Cela faisait des années que l’on en parlait. « La Lazio va rééditer le maillot du -9 » , pouvait-on entendre ou lire à droite à gauche, ici sur un forum, là au café du coin. Mais pour tous les tifosi, c’était impossible. Comme si le PSG ressortait le maillot RTL, ou si l’OM nous dégainait un maillot Panasonic. Pourtant, après des années et des années de négociations, la Lazio l’a fait. L’équipementier, Macron, a trouvé un accord avec la famille Casoni (aucun lien de parenté avec Bernard) pour récupérer les droits de ce maillot mythique de l’histoire du club. Le club aurait voulu le sortir pour le derby romain, le 11 janvier dernier, deux jours après avoir fêté ses 115 ans d’existence. Mais il manquait encore quelques détails. Deux semaines plus tard, la tunique est prête. Les joueurs ont posé avec, et jeudi 22, jour de sa sortie officielle, les supporters ont fait la queue à la boutique officielle pour aller se le procurer. Mais pourquoi donc un maillot provoque-t-il autant d’émoi ? Pour le comprendre, il faut remonter le temps, et revenir dans les années 80. Ou même, un petit peu avant.
Les drames Maestrelli et Re Cecconi, puis la Serie B
1974. La Lazio remporte le premier Scudetto de son histoire. Une équipe dingue composée de Giorgio Chinaglia, Luciano Re Cecconi, Pino Wilson et du coach Tommaso Maestrelli. Bien partie pour régner sur la Botte, malgré le départ de Chinaglia pour les New York Cosmos, la Lazio va pourtant connaître une série de drames ahurissante. C’est d’abord l’entraîneur, Maestrelli, père fondateur de cette équipe, qui tombe malade. Il se soigne, revient, mais le mal réapparaît. Le 2 décembre 1976, il décède, laissant la Lazio orpheline. Deux mois plus tard, le 18 janvier 1977, c’est le maître à jouer de l’équipe, Luciano Re Cecconi, qui perd la vie. L’Angelo Biondo reçoit une balle d’un flingue calibre 7,65 en plein thorax, après être entré dans une bijouterie et avoir fait croire au vendeur qu’il s’agissait là d’un braquage. Il s’agissait évidemment d’une blague, sauf que le vendeur de la bijouterie, paniqué, ne l’a pas reconnu, a sorti son pistolet et a tiré. Profondément heurtée par ces deux drames, la Lazio redevient une équipe anonyme. 11e en 1978, 8e en 1979. Arrivent alors les années 80. Une nouvelle décennie synonyme de renouveau ? Tu parles.
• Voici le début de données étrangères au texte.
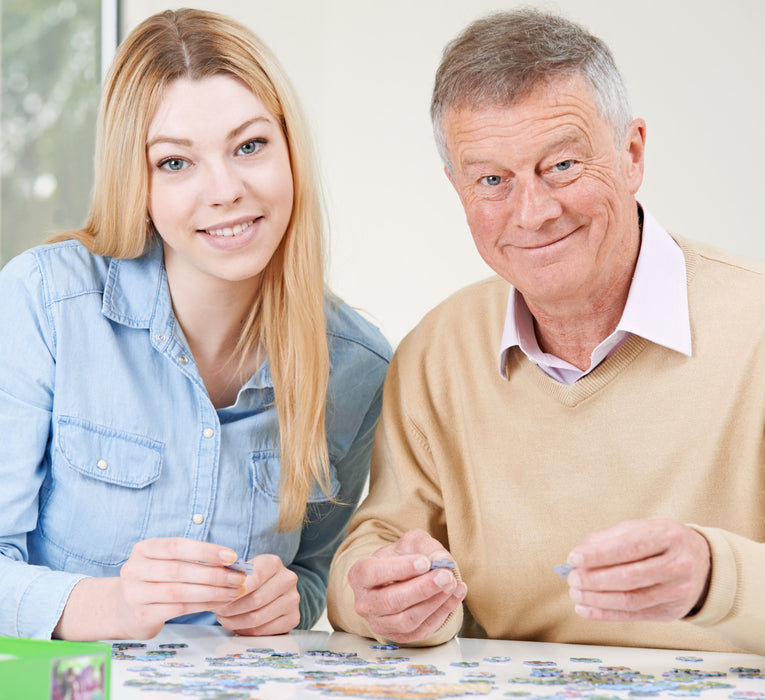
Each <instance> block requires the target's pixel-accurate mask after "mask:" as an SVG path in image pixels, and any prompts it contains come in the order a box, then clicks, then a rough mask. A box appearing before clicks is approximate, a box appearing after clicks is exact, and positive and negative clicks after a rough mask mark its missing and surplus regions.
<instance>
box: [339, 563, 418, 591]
mask: <svg viewBox="0 0 765 700" xmlns="http://www.w3.org/2000/svg"><path fill="white" fill-rule="evenodd" d="M429 570H430V559H429V558H428V557H427V556H425V555H423V554H407V555H401V556H393V557H379V556H372V557H366V558H364V559H359V561H357V562H356V563H355V564H354V565H353V566H352V567H351V569H350V571H349V572H348V583H350V585H351V587H352V588H353V589H354V590H355V589H357V588H364V589H372V588H378V587H381V586H388V585H390V584H392V583H397V582H403V581H410V580H412V579H414V578H415V577H417V576H420V575H421V574H424V573H426V572H427V571H429Z"/></svg>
Le 1er mars 1980, un commerçant révèle que des joueurs de la Lazio l’auraient incité à parier sur des matchs truqués. C’est le début de l’affaire du Totonero, le premier grand scandale de combines en Italie. Le filon est vite remonté, et les policiers interpellent effectivement des joueurs de la Lazio, mais aussi du Milan AC, d’Avellino, de Bologne et de Perugia. La sentence tombe : la Lazio et le Milan AC sont relégués administrativement en Serie B.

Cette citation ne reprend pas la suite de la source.